Labour are struggling to get across their achievements in the past five years and are forced to hitch their trailer to Fine Gael, who are on the up.
"The Labour Party always gets a bigger bash because for some peculiar reason there is an extraordinarily high expectation of us," Mr Howlin proposes.
"They [voters] don't have the same level of expectation of other parties for some reason." There may be some truth to what he says - but it is those latter-day promises that are hurting now.
While talk of Universal Health Insurance and ending homelessness fit into the idea of that fairer Ireland proposed by the Labour Party in 2011, it was the undertaking not to cut child benefit, hike the price of wine or introduce water charges that people really engaged with.
Rightly or wrongly, they were tangible things that voters understood - and when Labour didn't follow through, the die was cast.
Mr Howlin argues that people expected Labour to "deliver beyond our capacity".
"We weren't elected to government. We were elected as a third of the government, not a Labour government.
"But they expect 100pc of Labour policies and the Labour platform to be implemented."
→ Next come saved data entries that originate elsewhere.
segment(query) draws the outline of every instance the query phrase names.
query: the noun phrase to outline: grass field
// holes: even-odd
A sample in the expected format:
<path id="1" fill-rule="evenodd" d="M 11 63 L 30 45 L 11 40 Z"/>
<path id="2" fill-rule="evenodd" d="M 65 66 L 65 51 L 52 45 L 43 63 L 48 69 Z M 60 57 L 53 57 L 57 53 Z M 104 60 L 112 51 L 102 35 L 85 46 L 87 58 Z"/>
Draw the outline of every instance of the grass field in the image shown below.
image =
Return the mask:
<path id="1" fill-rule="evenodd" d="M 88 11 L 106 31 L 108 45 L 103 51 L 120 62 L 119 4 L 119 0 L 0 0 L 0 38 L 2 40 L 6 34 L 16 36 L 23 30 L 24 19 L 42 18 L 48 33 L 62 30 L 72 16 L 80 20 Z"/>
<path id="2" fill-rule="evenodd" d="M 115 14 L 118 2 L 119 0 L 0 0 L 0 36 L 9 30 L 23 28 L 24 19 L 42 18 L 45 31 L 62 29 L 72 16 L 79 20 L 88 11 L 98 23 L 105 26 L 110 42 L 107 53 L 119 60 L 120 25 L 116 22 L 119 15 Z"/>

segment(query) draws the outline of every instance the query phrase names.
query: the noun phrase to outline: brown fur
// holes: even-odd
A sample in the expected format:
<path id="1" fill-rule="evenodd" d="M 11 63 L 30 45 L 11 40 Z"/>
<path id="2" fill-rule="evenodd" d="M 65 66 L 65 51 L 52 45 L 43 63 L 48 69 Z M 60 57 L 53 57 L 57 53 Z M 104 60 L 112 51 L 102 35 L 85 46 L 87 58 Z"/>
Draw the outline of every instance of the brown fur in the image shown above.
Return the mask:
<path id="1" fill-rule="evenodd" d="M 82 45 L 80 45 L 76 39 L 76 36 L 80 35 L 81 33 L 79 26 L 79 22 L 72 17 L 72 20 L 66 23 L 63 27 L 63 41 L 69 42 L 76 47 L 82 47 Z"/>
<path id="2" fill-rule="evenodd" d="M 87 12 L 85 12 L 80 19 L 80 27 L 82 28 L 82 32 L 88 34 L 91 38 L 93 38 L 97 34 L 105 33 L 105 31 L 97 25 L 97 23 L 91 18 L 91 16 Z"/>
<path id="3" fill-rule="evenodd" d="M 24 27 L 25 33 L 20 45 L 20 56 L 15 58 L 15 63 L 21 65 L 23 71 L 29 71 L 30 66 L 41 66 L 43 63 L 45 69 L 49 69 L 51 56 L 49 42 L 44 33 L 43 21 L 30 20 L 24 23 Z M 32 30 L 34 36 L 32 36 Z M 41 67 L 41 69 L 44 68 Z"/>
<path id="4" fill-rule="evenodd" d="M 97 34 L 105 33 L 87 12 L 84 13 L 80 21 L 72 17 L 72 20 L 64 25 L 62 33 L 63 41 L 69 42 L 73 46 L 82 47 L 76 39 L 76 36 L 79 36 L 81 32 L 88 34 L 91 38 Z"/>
It's true that Labour managed to twist Fine Gael arms on marriage equality, core weekly social welfare payments were protected and the minimum wage was restored. "We certainly have had more than a third of the influence over the past five years so we have punched above our weight.
"But people are critical because we didn't do everything we set out in the manifesto but we weren't empowered by the voters to do everything," Mr Howlin says.
So as we approach another election day, the same question faces Labour again.
Should they try to boast of the things achieved - or do they remind voters of the things they stopped Fine Gael from doing?
There will be no simple answer this time.